Tutorials will be held weekly on campus (starting from week 2). Tutorial registration will be available two weeks prior to the beginning of the semester and will close at the end of
week 1. More details can be found on the Timetable webpage (https://www.anu.edu.au/students/program-administration/timetabling). All students must enrol in a tutorial in order to complete the In-Tutorial Data Analysis Task and the Group Presentation. Tutorials will cover the previous week's pre-recorded lecture and workshop material.
Assessment Summary
| Assessment task | Value | Due Date | Return of assessment | Learning Outcomes |
|---|---|---|---|---|
| Online Quizzes (on Canvas) | 10 % | 06/03/2026 | 29/05/2026 | 1,2,3,4,5,6,7 |
| In-Tutorial Data Analysis Task | 15 % | 23/03/2026 | 31/03/2026 | 1,4,5,7 |
| Group Presentation | 15 % | 04/05/2026 | 29/05/2026 | 1,2,3,4,6,7 |
| Final Exam | 60 % | 04/06/2026 | 02/07/2026 | 1,2,3,4,5,6,7 |
* If the Due Date and Return of Assessment date are blank, see the Assessment Tab for specific Assessment Task details
Policies
ANU has educational policies, procedures and guidelines , which are designed to ensure that staff and students are aware of the University’s academic standards, and implement them. Students are expected to have read the Academic Integrity Rule before the commencement of their course. Other key policies and guidelines include:
- Academic Integrity Policy and Procedure
- Student Assessment (Coursework) Policy and Procedure
- Extenuating Circumstances Application
- Student Surveys and Evaluations
- Deferred Examinations
- Student Complaint Resolution Policy and Procedure
- Code of practice for teaching and learning
Assessment Requirements
The ANU is using Turnitin to enhance student citation and referencing techniques, and to assess assignment submissions as a component of the University's approach to managing Academic Integrity. For additional information regarding Turnitin please visit the Academic Skills website. In rare cases where online submission using Turnitin software is not technically possible; or where not using Turnitin software has been justified by the Course Convener and approved by the Associate Dean (Education) on the basis of the teaching model being employed; students shall submit assessment online via ‘Canvas’ outside of Turnitin, or failing that in hard copy, or through a combination of submission methods as approved by the Associate Dean (Education). The submission method is detailed below.
Moderation of Assessment
Marks that are allocated during Semester are to be considered provisional until formalised by the College examiners meeting at the end of each Semester. If appropriate, some moderation of marks might be applied prior to final results being released.
Participation
Course content delivery will take form of pre-recorded weekly lectures available on Canvas, a weekly face-to-face workshop (recorded and available via echo360 on the course page) and weekly on-campus tutorials. In-person tutorials are not recorded under any circumstances. Weekly consultations with the lecturer and the tutors will be conducted in-person or over Zoom. If conducted over Zoom, a Zoom link will be provided on Canvas.

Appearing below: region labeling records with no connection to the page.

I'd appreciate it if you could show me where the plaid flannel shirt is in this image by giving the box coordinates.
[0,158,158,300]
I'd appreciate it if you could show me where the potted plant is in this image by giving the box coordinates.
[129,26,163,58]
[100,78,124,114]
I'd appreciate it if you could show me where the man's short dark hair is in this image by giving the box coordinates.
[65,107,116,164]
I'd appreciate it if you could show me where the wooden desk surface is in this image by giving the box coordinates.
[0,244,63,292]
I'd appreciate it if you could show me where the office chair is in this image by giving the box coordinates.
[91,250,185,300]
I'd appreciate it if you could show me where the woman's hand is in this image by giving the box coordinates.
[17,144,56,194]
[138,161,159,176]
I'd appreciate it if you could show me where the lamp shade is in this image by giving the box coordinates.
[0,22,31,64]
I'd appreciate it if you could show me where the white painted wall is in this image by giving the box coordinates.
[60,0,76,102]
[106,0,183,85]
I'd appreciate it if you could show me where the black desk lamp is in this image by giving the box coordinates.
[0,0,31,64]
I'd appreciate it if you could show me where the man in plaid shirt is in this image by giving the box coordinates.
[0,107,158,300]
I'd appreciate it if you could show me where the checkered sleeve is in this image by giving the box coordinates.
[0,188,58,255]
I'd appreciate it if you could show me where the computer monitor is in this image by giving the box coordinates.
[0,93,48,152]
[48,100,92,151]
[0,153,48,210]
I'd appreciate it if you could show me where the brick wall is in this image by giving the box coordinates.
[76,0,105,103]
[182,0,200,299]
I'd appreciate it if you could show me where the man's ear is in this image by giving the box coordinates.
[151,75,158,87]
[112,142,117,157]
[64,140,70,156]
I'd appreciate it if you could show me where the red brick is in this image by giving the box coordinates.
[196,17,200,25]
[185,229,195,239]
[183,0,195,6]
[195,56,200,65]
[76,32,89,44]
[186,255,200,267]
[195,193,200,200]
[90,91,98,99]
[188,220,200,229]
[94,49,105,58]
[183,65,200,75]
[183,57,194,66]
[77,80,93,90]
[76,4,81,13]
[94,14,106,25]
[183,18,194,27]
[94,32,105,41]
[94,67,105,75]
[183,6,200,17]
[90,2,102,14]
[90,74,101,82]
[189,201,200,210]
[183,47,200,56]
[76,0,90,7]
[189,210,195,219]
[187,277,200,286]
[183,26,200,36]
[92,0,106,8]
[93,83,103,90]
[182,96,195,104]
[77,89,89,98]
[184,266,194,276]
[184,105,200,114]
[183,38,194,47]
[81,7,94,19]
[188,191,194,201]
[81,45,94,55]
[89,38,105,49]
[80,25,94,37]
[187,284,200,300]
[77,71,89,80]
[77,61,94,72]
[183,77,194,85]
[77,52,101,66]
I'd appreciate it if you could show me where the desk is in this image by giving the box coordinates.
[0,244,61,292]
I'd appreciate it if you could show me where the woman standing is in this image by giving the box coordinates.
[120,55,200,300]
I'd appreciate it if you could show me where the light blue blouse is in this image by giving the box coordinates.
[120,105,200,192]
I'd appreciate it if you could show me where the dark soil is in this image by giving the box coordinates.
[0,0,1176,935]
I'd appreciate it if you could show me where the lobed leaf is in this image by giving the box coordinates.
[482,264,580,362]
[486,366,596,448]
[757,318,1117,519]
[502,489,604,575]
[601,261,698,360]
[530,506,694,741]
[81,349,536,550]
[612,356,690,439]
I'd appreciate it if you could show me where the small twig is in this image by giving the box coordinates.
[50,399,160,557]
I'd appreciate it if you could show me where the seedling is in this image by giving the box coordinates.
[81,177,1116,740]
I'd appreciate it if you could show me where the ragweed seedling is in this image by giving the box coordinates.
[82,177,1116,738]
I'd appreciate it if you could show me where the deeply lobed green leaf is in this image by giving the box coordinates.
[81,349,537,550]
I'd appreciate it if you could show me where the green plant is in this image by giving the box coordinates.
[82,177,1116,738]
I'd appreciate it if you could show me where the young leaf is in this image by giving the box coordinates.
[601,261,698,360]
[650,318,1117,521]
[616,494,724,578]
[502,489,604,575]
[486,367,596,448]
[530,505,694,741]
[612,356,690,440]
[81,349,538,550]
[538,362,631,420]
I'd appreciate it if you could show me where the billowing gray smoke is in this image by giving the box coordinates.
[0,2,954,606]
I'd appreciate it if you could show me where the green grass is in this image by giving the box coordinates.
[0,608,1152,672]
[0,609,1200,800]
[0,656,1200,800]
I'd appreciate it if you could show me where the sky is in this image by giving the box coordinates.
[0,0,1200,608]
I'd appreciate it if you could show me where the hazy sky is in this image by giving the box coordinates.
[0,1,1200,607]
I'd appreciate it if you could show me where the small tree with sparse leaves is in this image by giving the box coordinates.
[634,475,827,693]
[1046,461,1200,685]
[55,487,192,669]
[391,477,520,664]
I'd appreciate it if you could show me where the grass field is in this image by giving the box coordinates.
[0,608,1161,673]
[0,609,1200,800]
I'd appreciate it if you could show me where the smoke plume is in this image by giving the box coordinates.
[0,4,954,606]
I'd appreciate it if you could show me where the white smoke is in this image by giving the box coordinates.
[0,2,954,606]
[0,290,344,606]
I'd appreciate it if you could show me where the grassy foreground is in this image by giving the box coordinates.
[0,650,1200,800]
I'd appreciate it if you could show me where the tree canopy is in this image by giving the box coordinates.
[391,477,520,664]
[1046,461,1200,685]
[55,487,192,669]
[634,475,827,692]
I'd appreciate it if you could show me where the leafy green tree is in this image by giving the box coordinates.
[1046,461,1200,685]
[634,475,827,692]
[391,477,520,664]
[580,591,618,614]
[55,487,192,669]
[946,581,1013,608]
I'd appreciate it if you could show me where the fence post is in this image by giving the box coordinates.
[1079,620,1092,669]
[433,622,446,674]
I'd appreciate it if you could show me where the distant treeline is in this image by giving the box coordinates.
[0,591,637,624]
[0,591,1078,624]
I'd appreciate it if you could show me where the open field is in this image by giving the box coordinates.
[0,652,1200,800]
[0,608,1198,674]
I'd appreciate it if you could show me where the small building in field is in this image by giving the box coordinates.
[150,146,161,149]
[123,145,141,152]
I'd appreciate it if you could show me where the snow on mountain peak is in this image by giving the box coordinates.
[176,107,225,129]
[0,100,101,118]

Students are expected to have viewed the pre-recorded lecture prior to the weekly workshop on Monday. The pre-recorded lecture will be uploaded by 5pm on the Thursday of the week prior to the scheduled workshop.
Attendance at lectures and tutorials, while not compulsory, is expected in line with “Code of Practice for Teaching and Learning”, clause 2 paragraph (b).
Examination(s)
The final exam will be centrally timetabled by Examinations, Graduations & Prizes prior to the examination period. Please check ANU Timetabling for further information. The examination is invigilated by the ANU Examinations Office.
Assessment Task 1
Learning Outcomes: 1,2,3,4,5,6,7
Online Quizzes (on Canvas)
Four online quizzes will be conducted via the course website in Canvas at the end of Weeks 2, 5, 8 and 11 respectively. The quiz will open on Friday at 9:00am at the end of each respective week, and close on the following Monday at 11:59pm. That is, each quiz will be open for a 4-day period. Once the quiz is started it will need to be completed in the set time period. One attempt per quiz is permitted.
Each quiz will contribute 2.5% towards the final mark for a total of 10%. The coverage of the quiz will be communicated to you in workshops and announced on Canvas on the Monday prior to the quiz opening for that week.
All quizzes are compulsory and not redeemable. All quizzes are to be completed individually.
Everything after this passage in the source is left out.